Daha cümlesini bitiremeden, Jungkook, Yoongi'nin sağ yanağına geçirdi yumruğunu. Buzdolabına doğru geriledi Yoongi, sonrasında yanağının acısını umursamadan Jungkook'u ittirdi omuzlarından. "Söylesene hadi. Haksız mıyım dediklerimde? Yalan mı söylüyorum? Evime gelmeye cesaretin var ama yüzleşmekten korkuyorsun öyle mi?" demesiyle, Jungkook tekrar yumruğunu salladı Yoongi'ye doğru.

Taehyung hayretler içerisinde onları izliyordu, Jungkook normalde dünyanın en sakin, en ağırbaşlı alfalarından biriyken konu neden kendisine geldiğinde böylesine sinirli davranıyordu anlayabilmiş değildi. Tekrar denedi araya girmeyi, ama bu sefer hiç beklemediği bir şey oldu.

Jungkook, Yoongi'nin kendisine doğru geldiğini görüp, aradaki Taehyung'u çekmeye çalışırken, Taehyung yanlışıkla arkadaki yemek masasına doğru düşmüştü. Hediye kutusunun üstüne.

Kutu yere sertçe çarptığında, kupanın parçalanma sesiyle beraber, Taehyung gözlerini yumdu sımsıkı.

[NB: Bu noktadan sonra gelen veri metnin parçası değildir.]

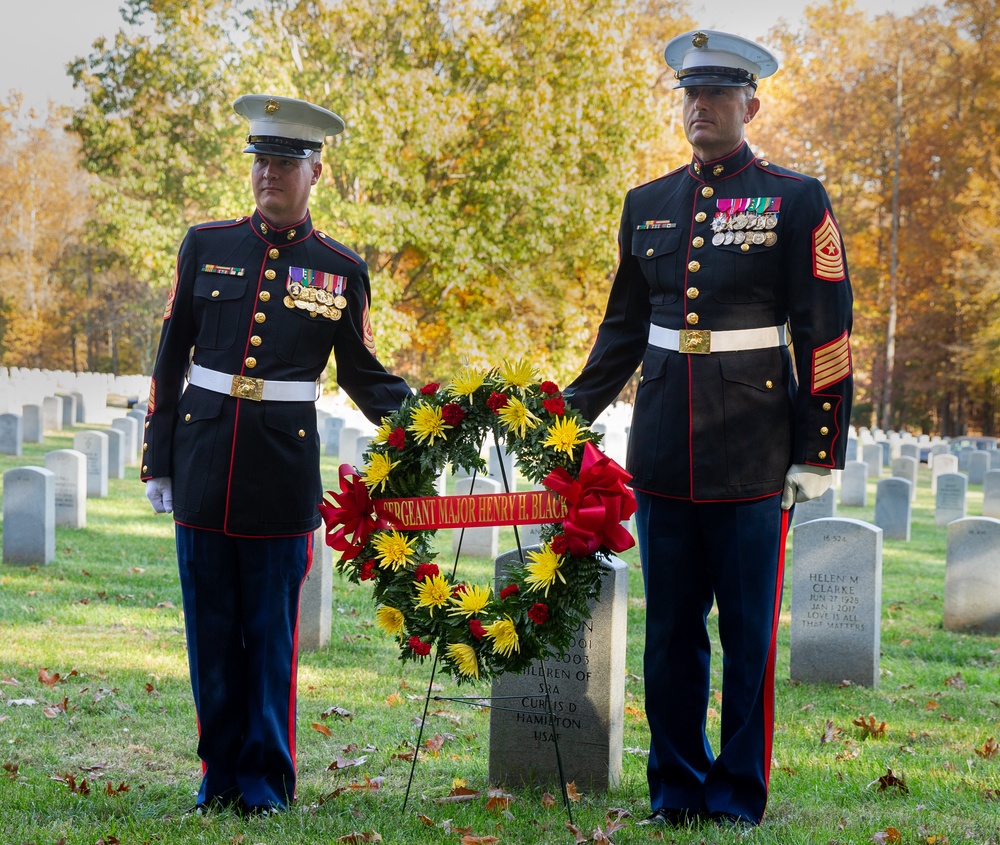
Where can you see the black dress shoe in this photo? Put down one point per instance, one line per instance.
(669, 817)
(731, 821)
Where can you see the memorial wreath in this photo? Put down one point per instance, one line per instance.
(383, 519)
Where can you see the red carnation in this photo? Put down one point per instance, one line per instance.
(425, 570)
(555, 405)
(509, 590)
(419, 646)
(496, 401)
(539, 613)
(452, 414)
(559, 544)
(397, 438)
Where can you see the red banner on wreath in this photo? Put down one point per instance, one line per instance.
(432, 512)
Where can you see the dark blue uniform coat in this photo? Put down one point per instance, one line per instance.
(246, 478)
(712, 438)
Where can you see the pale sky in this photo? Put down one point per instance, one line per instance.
(45, 35)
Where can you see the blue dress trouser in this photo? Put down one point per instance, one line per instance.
(694, 553)
(241, 610)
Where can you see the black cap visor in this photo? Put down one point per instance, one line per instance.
(285, 147)
(724, 77)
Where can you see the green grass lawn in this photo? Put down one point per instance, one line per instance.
(106, 752)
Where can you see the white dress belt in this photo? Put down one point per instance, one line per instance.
(245, 387)
(703, 341)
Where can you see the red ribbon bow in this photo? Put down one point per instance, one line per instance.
(350, 516)
(598, 502)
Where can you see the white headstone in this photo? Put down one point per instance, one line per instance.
(991, 494)
(907, 466)
(972, 576)
(130, 427)
(979, 465)
(836, 602)
(69, 467)
(94, 444)
(893, 500)
(586, 690)
(949, 500)
(854, 485)
(11, 434)
(316, 598)
(941, 465)
(29, 519)
(477, 542)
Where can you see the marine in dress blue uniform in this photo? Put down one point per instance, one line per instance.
(723, 263)
(257, 306)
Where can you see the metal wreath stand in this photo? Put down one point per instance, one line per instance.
(477, 701)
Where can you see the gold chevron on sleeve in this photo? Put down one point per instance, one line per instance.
(831, 363)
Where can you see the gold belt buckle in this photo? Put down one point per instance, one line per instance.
(245, 387)
(694, 342)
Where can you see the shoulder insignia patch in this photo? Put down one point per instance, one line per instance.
(831, 363)
(367, 333)
(828, 255)
(169, 308)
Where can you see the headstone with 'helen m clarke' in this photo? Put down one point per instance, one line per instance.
(836, 602)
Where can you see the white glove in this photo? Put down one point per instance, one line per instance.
(803, 482)
(160, 493)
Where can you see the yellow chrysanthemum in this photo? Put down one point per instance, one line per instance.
(394, 550)
(465, 659)
(432, 592)
(377, 472)
(518, 374)
(467, 383)
(383, 432)
(564, 435)
(426, 423)
(470, 602)
(517, 418)
(389, 619)
(503, 632)
(543, 569)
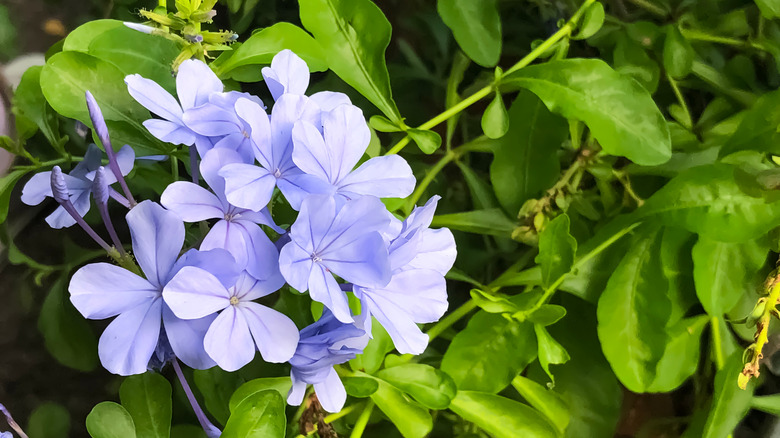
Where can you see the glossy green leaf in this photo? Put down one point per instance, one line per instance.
(476, 27)
(68, 336)
(502, 417)
(633, 310)
(723, 271)
(432, 388)
(495, 119)
(525, 162)
(411, 419)
(262, 46)
(147, 397)
(621, 114)
(678, 53)
(260, 415)
(281, 385)
(354, 35)
(110, 420)
(490, 221)
(708, 200)
(548, 402)
(729, 402)
(556, 249)
(489, 352)
(49, 420)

Öldüresiye kavga eden ikili, kırılma sesiyle beraber kalakaldı. Jungkook, Taehyung'u masadan kaldırmak için elini uzattı ama, Taehyung'un gözleri...

Gözleri dolmuştu.

Jungkook'un elini umursamadan kalktı masanın üstünden. Yavaşça yere eğildi, kutuyu açtı.
Kupa paramparça olmuştu.

Jungkook, kutunun içindeki görür görmez ne olduğunu anlamıştı ama çok geçti. Taehyung'un hıçkırık sesi kulaklarına dolduğunda, o kadar üzgün hissediyordu ki, kırılmış kupayı elleri arasına alıp bakalaldı. "Senin için yapmıştım..." diyebildi.

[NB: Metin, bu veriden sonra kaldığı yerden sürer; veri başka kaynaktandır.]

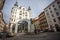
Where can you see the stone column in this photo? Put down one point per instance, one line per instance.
(16, 28)
(11, 27)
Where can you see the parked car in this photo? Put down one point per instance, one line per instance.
(10, 34)
(1, 34)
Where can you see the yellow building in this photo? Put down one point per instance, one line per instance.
(42, 21)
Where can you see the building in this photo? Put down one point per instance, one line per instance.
(2, 4)
(36, 23)
(2, 22)
(42, 21)
(20, 19)
(52, 13)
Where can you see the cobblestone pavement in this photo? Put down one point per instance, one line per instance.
(41, 36)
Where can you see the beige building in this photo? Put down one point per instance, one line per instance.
(52, 13)
(36, 23)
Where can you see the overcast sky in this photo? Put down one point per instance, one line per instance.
(37, 7)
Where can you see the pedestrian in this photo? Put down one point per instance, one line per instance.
(4, 32)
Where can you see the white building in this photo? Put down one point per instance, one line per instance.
(52, 13)
(20, 19)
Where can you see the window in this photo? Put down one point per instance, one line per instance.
(11, 19)
(59, 18)
(54, 20)
(49, 8)
(23, 8)
(20, 14)
(57, 13)
(55, 9)
(0, 21)
(56, 25)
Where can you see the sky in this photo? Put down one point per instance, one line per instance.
(37, 6)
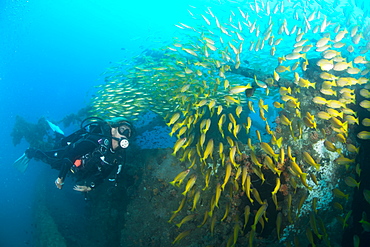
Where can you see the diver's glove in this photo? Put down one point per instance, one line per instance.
(30, 153)
(59, 183)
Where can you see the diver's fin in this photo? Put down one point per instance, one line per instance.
(21, 163)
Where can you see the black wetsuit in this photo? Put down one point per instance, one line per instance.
(94, 150)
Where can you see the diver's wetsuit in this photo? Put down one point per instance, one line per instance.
(94, 150)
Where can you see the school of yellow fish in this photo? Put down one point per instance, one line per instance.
(315, 65)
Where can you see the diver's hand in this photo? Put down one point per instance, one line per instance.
(82, 188)
(59, 183)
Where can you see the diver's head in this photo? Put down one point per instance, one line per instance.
(121, 132)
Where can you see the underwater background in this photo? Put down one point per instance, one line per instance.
(56, 58)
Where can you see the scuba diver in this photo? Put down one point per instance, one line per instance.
(91, 153)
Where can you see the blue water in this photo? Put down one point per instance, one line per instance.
(51, 56)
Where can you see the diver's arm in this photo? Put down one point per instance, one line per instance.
(76, 151)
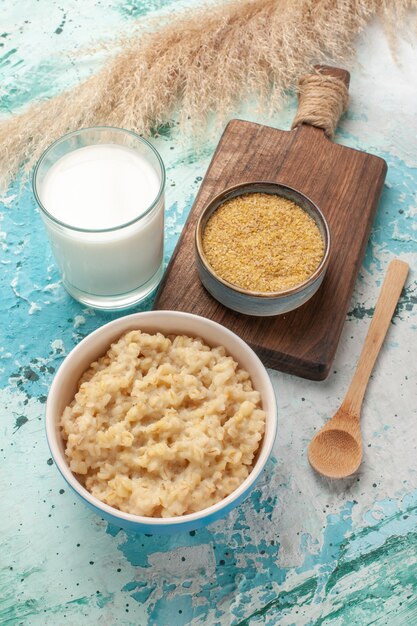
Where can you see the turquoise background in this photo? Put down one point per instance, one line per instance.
(301, 550)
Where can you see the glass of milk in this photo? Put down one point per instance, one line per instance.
(101, 195)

"Taehyung, ben-" dedi Jungkook ama, Taehyung elini kaldırdı, sus der gibi. Kupaya baktı birkaç saniye, sonrasında acıyan sırtını umursamadan çöpe doğru ilerledi, kapağını açıp olduğu gibi çöpe attı kupanın kırık parçalarını. "Kavga etmeye devam edebilirsiniz, ben dışarı çıkıyorum," dedi ağlamadan saniyeler önce.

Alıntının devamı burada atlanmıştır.